Explain Briefly about Serialization
By Ramakrishna on Jul 21, 2010 in Java Important Notes, Java Serialization
Serialization is the process of converting a set of object instances that contain references to each other into a linear stream of bytes, which can then be sent through a socket, stored to a file, or simply manipulated as a stream of data. Serialization is the mechanism used by RMI to pass objects between JVMs, either as arguments in a method invocation from a client to a server or as return values from a method invocation. In the first section of this book, I referred to this process several times but delayed a detailed discussion until now. In this chapter, we drill down on the serialization mechanism; by the end of it, you will understand exactly how serialization works and how to use it efficiently within your applications.
What does it mean for the client to pass an instance of Money to the server? At a minimum, it means that the server is able to call public methods on the instance of Money. One way to do this would be to implicitly make Money into a server as well.[1] For example, imagine that the client sends the following two pieces of information whenever it passes an instance as an argument:
- The type of the instance; in this case, Money.
- A unique identifier for the object (i.e., a logical reference). For example, the address of the instance in memory.
The RMI runtime layer in the server can use this information to construct a stub for the instance of Money, so that whenever the Account server calls a method on what it thinks of as the instance of Money, the method call is relayed over the wire
Attempting to do things this way has three significant drawbacks:
- You can’t access fields on the objects that have been passed as arguments.
Stubs work by implementing an interface. They implement the methods in the interface by simply relaying the method invocation across the network. That is, the stub methods take all their arguments and simply marshall them for transport across the wire. Accessing a public field is really just dereferencing a pointer–there is no method invocation and hence, there isn’t a method call to forward over the wire.

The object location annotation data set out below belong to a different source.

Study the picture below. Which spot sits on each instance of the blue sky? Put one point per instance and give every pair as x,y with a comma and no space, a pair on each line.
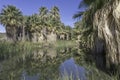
67,8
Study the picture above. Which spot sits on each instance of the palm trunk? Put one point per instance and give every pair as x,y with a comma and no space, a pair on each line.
23,33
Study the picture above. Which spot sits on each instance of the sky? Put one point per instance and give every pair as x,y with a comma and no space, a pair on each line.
28,7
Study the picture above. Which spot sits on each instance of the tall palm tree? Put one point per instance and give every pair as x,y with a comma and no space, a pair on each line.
11,18
33,26
43,16
55,17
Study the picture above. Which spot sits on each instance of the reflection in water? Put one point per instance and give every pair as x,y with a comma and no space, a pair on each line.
69,68
45,64
25,76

- It can result in unacceptable performance due to network latency.
Even in our simple case, the instance of Account is going to need to call getCents( ) on the instance of Money. This means that a simple call to makeDeposit( ) really involves at least two distinct networked method calls: makeDeposit( ) from the client and getCents( ) from the server.
- It makes the application much more vulnerable to partial failure.
Let’s say that the server is busy and doesn’t get around to handling the request for 30 seconds. If the client crashes in the interim, or if the network goes down, the server cannot process the request at all. Until all data has been requested and sent, the application is particularly vulnerable to partial failures.
This last point is an interesting one. Any time you have an application that requires a long-lasting and durable connection between client and server, you build in a point of failure. The longer the connection needs to last, or the higher the communication bandwidth the connection requires, the more likely the application is to occasionally break down.
TIP: The original design of the Web, with its stateless connections, serves as a good example of a distributed application that can tolerate almost any transient network failure. These three reasons imply that what is really needed is a way to copy objects and send them over the wire. That is, instead of turning arguments into implicit servers, arguments need to be completely copied so that no further network calls are needed to complete the remote method invocation. Put another way, we want the result of makeWithdrawal( ) to involve creating a copy of the instance of Money on the server side. The runtime structure should resemble
The desire to avoid unnecessary network dependencies has two significant consequences:
- Once an object is duplicated, the two objects are completely independent of each other.
Any attempt to keep the copy and the original in sync would involve propagating changes over the network, entirely defeating the reason for making the copy in the first place.
- The copying mechanism must create deep copies.
If the instance of Money references another instance, then copies must be made of both instances. Otherwise, when a method is called on the second object, the call must be relayed across the wire. Moreover, all the copies must be made immediately–we can’t wait until the second object is accessed to make the copy because the original might change in the meantime.
These two consequences have a very important third consequence:
- If an object is sent twice, in separate method calls, two copies of the object will be created.
In addition to arguments to method calls, this holds for objects that are referenced by the arguments. If you pass object A, which has a reference to object C, and in another call you pass object B, which also has a reference to C, you will end up with two distinct copies of C on the receiving side.